By the time we’re ready for bed I’m getting so worked up about going home tomorrow that I don’t want to sleep, so I suggest to Sadie that we play Johnny on the first form. Babies that they are, they get terrified every time we glide down the dorm under a sheet, clumping a broom handle on the floor to make the sound of Johnny’s wooden leg, and putting on spindly, Seaweed-type voices to tell them they’re all going to die.
Sadie’s all for it, but we decide to blow them up first, so we turf them out of bed and start marching them up and down the dorm singing grace. It’s hilarious when we make them dance a jig, you should see them hopping about like idiots, and after forcing them down on their hands and knees to crawl back to bed we dash out to the corridor to laugh our heads off. Serves them right. I had to do it, so why shouldn’t they?
Next comes Johnny, but instead of using a sheet tonight, I climb on Sadie’s shoulders and we wrap two capes around us, making us look like a giant. It’s so funny that we end up collapsing on to Natasha Furloe’s bed, which frightens her so much that she actually wets it.
What a weed!
After that I still can’t sleep, so Sadie and I have the brilliant idea of spending the night in the loo. We take our counterpanes, bl
ankets and pillows and wrap ourselves up either side of the toilet. Next thing we know bloody Cluttie’s banging on the door, and we’re sent down on the landing.

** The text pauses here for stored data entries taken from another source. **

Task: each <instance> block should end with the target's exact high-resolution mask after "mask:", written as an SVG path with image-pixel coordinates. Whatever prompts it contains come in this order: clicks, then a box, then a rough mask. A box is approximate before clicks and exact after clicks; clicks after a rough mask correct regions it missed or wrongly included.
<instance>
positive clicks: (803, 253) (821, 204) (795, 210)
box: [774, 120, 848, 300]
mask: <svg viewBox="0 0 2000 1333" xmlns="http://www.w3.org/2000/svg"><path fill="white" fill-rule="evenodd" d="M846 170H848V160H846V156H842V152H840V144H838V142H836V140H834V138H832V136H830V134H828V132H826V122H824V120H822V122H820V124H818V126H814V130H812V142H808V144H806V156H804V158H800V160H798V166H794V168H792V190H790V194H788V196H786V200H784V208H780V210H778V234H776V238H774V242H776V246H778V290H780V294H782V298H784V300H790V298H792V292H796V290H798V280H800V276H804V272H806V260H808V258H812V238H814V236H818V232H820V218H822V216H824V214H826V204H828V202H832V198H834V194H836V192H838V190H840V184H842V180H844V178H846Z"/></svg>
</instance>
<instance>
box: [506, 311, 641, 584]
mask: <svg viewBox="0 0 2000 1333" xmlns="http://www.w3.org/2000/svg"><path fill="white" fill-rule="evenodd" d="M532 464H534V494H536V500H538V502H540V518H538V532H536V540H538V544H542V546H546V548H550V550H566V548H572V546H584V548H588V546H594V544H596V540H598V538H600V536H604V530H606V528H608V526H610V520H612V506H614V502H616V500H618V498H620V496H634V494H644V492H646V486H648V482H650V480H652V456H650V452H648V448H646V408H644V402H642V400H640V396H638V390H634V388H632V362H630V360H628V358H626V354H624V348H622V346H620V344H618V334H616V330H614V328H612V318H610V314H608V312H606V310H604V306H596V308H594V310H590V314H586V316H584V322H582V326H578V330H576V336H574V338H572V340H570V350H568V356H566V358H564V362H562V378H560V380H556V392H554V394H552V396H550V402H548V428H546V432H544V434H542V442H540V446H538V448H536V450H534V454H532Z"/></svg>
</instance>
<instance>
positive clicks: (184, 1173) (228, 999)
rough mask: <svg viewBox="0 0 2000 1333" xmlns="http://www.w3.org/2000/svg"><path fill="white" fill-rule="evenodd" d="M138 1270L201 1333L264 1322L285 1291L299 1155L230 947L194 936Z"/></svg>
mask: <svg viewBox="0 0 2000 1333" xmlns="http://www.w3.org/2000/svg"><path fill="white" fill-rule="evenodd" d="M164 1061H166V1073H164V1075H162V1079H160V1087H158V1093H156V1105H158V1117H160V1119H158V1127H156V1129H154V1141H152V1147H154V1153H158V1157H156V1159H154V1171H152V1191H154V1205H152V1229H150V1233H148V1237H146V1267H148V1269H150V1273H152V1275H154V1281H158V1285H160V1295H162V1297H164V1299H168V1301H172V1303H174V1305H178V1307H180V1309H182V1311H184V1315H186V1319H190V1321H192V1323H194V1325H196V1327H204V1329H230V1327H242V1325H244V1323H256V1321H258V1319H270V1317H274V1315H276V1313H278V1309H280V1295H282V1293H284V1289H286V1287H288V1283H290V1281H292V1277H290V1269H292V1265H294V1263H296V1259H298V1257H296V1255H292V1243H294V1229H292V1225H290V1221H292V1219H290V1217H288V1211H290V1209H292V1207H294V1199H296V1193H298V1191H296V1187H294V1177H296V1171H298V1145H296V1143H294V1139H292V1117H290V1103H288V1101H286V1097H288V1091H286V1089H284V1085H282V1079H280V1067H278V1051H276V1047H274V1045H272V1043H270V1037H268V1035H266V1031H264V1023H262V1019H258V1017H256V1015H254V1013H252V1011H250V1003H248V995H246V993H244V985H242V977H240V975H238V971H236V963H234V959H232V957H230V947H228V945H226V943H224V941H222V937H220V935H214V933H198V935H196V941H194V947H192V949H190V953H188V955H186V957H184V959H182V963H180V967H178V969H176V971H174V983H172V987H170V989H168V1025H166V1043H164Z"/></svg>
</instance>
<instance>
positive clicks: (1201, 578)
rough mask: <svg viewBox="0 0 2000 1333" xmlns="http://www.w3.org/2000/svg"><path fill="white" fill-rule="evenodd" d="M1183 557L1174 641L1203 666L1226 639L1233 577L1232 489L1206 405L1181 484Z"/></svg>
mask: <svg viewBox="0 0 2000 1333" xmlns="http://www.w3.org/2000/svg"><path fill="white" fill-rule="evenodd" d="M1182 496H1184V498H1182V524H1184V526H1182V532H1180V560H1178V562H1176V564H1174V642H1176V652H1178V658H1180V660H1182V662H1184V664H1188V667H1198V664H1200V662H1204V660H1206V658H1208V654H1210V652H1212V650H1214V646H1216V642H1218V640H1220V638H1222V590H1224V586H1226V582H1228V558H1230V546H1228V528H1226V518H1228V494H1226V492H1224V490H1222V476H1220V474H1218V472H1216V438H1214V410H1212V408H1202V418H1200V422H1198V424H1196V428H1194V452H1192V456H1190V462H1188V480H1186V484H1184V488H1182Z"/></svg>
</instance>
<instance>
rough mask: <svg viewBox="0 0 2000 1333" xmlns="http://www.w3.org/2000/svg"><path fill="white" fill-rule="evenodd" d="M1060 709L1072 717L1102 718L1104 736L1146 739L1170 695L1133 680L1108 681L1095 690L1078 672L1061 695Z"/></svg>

‘What for?’ I cry as she marches us off in a southerly direction.
‘You know very well what for,’ she replies.
‘We’re loo mates, so we have to sleep in the loo,’ Sadie tells her.
‘Try to grow up,’ Cluttie snaps.
This really annoys me, so I say, ‘Why don’t you, you old bag?’
Cluttie stops in her tracks and turns me round to face her. ‘What did you just call me?’ she demands.
I tilt up my chin, and I’m about to repeat it when I wonder if they can keep me in detention for the entire half-term. Not wanting to risk it, I say, ‘Nothing, miss. Sorry, miss.’
She eyes me nastily, then shoves me on down the stairs.
We have to hang around in the draughty, cobwebby dark for over half an hour, jumping out of our skin when the stupid grandfather clock chimes for no reason, and practically belting back up the stairs when we hear footsteps dragging across the staffroom. That place is definitely haunted, and I’m not surprised, given all the old witches that go in there every day.
I wish Sadie was coming home with me tomorrow, I’d love her to meet Kev, except I’m afraid he might fancy her more than me. Anyway, she has to go to Dover to stay with her parents, which is miles away, so we won’t even be able to meet halfway. Still, they have a phone at her house, so I’ll be able to ring her from the phone box at the bottom of Holly Hill if there’s anything to tell her, which I’ve already promised to do.
At last Cluttie comes to send us back to the dorm, where we wait about half an hour before returning to the loo. We end up spending the whole night there without being disturbed again. So now we really and truly are loo mates, and will be for ever!
‘You are not going out of this house wearing that!’ Dad is shouting.